E allora cosa significa questo provvedimento, come si giustifica – aggiunge la consigliera di Firenze Riparte a Sinistra – Sinistra Italiana – se non con una rincorsa al populismo per un’amplificata paura diffusa di tutto ciò che è percepito come diverso, perché la povertà fa paura.
Si è scelto di punire chi vive situazioni di marginalità ed esclusione. Chi è povero, chi cade nelle tossicodipenenze e nella tratta, chi cerca nei cassonetti gli scarti dell’opulenza.
Il Ministro ha detto che ha scritto il decreto con i sindaci, da Zedda a Nardella.
E infatti il Sindaco ha detto sì al Daspo urbano perché Firenze deve proteggere il decoro e fare i conti con prostituzione e droga e subito ha ringraziato il Questore all’indomani del primo Daspo a Firenze. In città ormai da tempo l’Amministrazione sta portando avanti azioni massicce contro l’abusivismo commerciale ma senza porre al contempo soluzioni affinché queste persone escano dal circuito dell’illegalità con politiche di inclusione e inserimento pieno nel tessuto sociale e lavorativo e politiche abitative di recupero del patrimonio non utilizzato.

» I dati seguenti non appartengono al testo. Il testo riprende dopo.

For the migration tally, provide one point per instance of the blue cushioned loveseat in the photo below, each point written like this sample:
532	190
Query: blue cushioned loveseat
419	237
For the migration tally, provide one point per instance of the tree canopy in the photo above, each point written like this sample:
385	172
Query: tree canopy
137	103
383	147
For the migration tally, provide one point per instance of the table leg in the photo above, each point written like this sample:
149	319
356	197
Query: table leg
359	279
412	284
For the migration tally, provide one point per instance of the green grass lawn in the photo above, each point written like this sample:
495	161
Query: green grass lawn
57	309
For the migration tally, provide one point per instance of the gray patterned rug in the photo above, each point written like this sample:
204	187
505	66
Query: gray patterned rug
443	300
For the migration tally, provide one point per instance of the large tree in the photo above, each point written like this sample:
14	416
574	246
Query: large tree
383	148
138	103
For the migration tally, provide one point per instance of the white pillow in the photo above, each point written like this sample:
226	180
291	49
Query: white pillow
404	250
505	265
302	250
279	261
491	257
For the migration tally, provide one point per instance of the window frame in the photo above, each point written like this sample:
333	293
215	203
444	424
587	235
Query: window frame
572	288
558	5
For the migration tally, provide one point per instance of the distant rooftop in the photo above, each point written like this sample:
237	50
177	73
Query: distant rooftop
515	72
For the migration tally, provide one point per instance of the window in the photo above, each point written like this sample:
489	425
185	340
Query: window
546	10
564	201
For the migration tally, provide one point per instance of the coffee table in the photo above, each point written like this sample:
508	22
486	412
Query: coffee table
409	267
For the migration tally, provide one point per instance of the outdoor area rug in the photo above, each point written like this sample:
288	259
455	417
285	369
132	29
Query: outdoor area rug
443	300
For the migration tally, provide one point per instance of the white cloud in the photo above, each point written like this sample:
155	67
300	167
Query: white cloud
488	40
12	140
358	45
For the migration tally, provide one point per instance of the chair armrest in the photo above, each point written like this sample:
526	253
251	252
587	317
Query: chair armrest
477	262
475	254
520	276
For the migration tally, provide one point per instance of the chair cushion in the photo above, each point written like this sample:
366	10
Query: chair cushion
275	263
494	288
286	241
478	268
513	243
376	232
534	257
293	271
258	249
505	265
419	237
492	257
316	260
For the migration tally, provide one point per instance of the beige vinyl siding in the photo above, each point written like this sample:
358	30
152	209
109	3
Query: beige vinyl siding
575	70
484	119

A Firenze l’installazione di più telecamere non risolverà il problema della sicurezza, semmai servirà a spostarlo un po’ più in là.
Non basta dichiarare di tornare alla legalità perché questo non succederà se non si creano le condizioni perché ciò non accada, perché chi non ha mezzi per sopravvivere che cosa fa? Dove va?

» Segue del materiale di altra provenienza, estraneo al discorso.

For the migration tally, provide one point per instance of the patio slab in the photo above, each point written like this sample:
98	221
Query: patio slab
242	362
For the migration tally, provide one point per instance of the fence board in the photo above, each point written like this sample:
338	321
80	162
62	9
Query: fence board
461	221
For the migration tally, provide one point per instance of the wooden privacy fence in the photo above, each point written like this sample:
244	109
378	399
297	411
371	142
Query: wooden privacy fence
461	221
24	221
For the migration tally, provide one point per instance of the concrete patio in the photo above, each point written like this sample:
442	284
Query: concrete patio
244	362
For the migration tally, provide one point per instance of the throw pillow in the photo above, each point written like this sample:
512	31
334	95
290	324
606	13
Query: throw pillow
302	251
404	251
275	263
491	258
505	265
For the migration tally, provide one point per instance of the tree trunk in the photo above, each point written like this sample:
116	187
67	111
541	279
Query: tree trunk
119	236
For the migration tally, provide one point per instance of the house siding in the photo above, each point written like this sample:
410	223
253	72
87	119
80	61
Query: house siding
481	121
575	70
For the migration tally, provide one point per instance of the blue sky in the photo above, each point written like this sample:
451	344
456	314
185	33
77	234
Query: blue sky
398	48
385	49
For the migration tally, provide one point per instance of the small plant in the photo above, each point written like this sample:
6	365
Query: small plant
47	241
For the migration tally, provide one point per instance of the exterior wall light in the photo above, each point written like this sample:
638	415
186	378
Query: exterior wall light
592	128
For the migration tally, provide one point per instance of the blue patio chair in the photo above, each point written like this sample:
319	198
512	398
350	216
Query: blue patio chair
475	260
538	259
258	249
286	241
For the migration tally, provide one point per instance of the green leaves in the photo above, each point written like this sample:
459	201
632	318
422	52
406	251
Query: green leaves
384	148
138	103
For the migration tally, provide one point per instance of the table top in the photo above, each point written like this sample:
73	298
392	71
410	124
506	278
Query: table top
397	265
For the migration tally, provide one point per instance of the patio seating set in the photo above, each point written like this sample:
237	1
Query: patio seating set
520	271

Si tratta di un provvedimento di natura populista volto a parlare alla pancia e non alla testa delle persone tanto è vero che ha trovato subito l’apprezzamento dei leghisti e di Giovanardi.
E se mettiamo il decreto sicurezza con quello sull’immigrazione ne esce un combinato disposto che rappresenta una scelta chiara e precisa volta alla ricerca del consenso attraverso politiche securitarie dichiarando guerra a poveri e migranti.
Provvedimenti – prosegue Donella Verdi – che non distinguono tra reati e disagio sociale il cui risultato sarà solo quello di trasferire le persone povere dai salotti buoni delle città alle periferie e ghettizzarle in nome del decoro urbano.
Questi provvedimenti non serviranno a dare più sicurezza ma ad aumentare la marginalizzazione delle fasce più deboli e più disagiate.
Minniti e Nardella affermano che il Piano di sicurezza è di sinistra, in realtà – conclude Donella Verdi – è un provvedimento chiaramente di destra che gioca sulla paura e la utilizza per raccogliere consensi al prezzo di un pericoloso arretramento sia sul piano culturale che di civiltà”.